When I try to fit the above model to the data, I get the following error

[1] “Error in sampler$call_sampler(args_list[[i]]) : Initialization failed.”
error occurred during calling the sampler; sampling not done

I’ve tried a lot of things to no avail. I think the most informative one is that if I try to fit directly to the proportion of deaths with a normal distribution everything works. For that I just add the propVec variable to the data, add a residualSigma to the parameters, and substitute the last Stan line of the model for:

  residualSigma ~ exponential(1);
  propVec ~ normal(successProb, residualSigma);

Also, the model works fine when I only allow the intercepts to vary among groups, but it does not work if only the slopes vary among groups.
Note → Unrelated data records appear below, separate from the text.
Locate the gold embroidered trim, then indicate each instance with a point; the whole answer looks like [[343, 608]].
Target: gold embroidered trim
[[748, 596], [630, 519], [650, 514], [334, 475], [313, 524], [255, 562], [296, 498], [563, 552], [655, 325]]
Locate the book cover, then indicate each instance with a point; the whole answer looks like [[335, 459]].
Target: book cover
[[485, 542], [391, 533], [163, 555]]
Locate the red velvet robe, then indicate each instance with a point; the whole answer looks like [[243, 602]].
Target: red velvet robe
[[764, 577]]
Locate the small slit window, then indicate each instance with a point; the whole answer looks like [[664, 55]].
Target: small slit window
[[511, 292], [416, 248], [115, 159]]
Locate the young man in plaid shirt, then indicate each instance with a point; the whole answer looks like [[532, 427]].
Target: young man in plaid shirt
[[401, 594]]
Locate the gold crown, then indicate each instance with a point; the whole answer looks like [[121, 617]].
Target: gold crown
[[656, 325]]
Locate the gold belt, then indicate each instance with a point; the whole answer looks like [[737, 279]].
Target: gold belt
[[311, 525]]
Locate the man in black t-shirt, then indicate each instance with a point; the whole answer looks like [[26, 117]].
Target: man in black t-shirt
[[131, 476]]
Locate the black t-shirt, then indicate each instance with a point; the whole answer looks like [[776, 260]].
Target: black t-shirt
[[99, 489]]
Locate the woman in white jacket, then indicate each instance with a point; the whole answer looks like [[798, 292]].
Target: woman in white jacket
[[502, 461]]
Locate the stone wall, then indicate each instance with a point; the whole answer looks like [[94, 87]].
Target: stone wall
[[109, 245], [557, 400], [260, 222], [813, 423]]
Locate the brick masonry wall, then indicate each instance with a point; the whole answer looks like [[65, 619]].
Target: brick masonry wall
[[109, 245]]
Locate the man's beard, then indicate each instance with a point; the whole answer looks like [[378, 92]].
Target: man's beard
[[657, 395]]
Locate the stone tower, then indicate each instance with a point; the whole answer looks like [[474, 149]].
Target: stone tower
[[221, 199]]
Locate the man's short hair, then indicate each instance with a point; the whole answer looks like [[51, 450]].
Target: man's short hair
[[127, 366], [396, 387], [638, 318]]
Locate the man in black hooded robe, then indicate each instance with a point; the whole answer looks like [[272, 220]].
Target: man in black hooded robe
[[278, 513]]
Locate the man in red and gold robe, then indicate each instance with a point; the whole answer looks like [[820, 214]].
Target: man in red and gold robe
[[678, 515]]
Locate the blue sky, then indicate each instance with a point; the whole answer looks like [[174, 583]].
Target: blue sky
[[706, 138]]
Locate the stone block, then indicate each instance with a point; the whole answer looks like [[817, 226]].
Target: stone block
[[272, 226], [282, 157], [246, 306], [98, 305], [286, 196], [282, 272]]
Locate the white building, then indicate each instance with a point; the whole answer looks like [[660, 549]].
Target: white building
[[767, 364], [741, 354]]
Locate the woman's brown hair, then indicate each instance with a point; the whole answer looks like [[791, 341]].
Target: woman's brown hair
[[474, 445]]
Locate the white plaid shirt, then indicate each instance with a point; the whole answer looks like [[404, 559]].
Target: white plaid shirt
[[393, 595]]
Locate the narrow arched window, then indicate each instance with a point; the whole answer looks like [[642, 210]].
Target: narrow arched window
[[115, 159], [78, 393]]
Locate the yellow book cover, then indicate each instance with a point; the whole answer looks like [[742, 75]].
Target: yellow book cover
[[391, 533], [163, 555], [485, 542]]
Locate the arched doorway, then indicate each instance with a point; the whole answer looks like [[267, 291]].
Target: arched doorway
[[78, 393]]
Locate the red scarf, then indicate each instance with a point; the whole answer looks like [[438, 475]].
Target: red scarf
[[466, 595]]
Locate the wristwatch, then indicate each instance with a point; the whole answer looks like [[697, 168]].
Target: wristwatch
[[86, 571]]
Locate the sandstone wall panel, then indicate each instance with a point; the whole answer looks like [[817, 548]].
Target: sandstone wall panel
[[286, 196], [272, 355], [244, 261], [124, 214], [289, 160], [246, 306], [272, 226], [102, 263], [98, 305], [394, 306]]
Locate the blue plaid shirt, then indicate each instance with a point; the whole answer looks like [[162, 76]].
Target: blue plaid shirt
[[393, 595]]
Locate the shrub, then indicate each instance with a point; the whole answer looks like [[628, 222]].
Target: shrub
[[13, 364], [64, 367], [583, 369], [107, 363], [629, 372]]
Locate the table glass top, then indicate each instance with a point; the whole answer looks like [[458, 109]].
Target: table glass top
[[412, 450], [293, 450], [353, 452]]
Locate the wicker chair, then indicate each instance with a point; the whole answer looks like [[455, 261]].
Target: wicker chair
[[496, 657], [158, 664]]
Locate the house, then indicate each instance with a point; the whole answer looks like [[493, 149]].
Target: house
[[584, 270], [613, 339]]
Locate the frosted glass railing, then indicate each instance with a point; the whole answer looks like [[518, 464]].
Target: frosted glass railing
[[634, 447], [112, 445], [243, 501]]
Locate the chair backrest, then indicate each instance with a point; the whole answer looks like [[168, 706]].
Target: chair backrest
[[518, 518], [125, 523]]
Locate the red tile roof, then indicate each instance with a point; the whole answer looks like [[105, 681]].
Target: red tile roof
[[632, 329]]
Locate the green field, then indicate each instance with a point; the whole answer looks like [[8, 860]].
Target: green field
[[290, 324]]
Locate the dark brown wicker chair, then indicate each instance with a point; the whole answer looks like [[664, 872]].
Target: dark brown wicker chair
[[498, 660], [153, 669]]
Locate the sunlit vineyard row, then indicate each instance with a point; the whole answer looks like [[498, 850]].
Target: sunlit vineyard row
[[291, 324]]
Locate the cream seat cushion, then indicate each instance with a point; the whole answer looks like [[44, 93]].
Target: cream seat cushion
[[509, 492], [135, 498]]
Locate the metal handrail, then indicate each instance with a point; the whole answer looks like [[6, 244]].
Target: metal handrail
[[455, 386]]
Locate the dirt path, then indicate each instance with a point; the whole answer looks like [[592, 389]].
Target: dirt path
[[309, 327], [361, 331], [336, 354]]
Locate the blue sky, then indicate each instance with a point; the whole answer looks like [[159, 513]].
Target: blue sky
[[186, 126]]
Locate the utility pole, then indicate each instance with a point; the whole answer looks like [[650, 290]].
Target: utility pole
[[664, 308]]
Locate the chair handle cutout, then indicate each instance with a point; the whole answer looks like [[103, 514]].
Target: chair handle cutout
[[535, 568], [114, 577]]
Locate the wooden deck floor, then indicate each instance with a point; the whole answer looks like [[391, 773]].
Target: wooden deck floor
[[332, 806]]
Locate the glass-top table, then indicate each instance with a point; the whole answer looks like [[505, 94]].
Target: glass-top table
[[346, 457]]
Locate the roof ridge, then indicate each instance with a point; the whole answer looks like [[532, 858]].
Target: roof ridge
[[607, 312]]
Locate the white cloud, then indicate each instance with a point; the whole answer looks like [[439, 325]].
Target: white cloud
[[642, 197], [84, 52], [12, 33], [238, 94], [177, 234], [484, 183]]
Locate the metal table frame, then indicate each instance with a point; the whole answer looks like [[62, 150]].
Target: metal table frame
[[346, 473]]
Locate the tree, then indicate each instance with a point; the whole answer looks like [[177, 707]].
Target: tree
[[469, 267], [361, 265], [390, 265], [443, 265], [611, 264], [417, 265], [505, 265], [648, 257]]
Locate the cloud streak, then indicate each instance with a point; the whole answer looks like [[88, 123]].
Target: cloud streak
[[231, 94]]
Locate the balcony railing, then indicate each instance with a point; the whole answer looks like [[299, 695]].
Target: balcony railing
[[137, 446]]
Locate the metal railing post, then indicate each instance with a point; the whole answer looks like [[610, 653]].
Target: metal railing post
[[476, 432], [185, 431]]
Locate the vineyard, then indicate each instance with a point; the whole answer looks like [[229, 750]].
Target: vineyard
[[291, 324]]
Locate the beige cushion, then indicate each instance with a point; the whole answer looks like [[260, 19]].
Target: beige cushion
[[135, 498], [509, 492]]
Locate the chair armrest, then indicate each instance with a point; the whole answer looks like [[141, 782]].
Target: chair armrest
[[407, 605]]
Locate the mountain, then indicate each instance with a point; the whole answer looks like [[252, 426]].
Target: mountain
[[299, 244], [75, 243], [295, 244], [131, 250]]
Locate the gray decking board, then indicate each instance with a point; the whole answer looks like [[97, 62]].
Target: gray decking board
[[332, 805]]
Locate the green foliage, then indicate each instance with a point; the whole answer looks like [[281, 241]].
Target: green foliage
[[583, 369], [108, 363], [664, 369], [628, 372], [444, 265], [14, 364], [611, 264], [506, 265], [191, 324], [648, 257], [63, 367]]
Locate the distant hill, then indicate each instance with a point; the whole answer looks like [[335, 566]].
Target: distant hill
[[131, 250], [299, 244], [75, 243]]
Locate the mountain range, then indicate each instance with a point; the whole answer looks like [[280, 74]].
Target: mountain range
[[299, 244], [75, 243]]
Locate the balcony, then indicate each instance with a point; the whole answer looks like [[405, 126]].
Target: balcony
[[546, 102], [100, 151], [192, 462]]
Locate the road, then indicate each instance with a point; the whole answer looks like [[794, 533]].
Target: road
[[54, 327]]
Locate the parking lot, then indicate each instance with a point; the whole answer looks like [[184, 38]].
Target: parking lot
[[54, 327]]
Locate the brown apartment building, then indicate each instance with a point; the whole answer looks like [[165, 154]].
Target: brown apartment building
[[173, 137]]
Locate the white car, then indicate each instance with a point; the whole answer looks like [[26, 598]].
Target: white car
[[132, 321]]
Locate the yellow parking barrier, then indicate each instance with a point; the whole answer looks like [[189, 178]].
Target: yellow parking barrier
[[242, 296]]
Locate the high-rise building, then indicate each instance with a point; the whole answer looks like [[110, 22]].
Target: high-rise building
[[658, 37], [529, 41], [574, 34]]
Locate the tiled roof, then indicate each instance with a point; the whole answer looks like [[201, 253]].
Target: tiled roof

I would greatly appreciate some help, since I’m new to Stan.

Thanks

Hi, when I run your example above using cmdstan it never starts sampling since it can’t find a good initial value:

Chain 1 Initialization between (-2, 2) failed after 100 attempts. 
Chain 1  Try specifying initial values, reducing ranges of constrained values, or reparameterizing the model.
Chain 1 Initialization failed.

Thanks. I am using rstan and did not get that more detailed message. I started tinkering with the model, setting initial values, but I found that the error disappeared if I substitute the Phi link function for an inv_logit. This works for my purposes, but would be good to get a better understanding of how to debug these problems.

1 Like

An update on the problem: It got fixed when I standardized the predictor ageVec outside of Stan. The problem seems to be that the initial values were way off for the slope, due to the scale of the ageVec vector.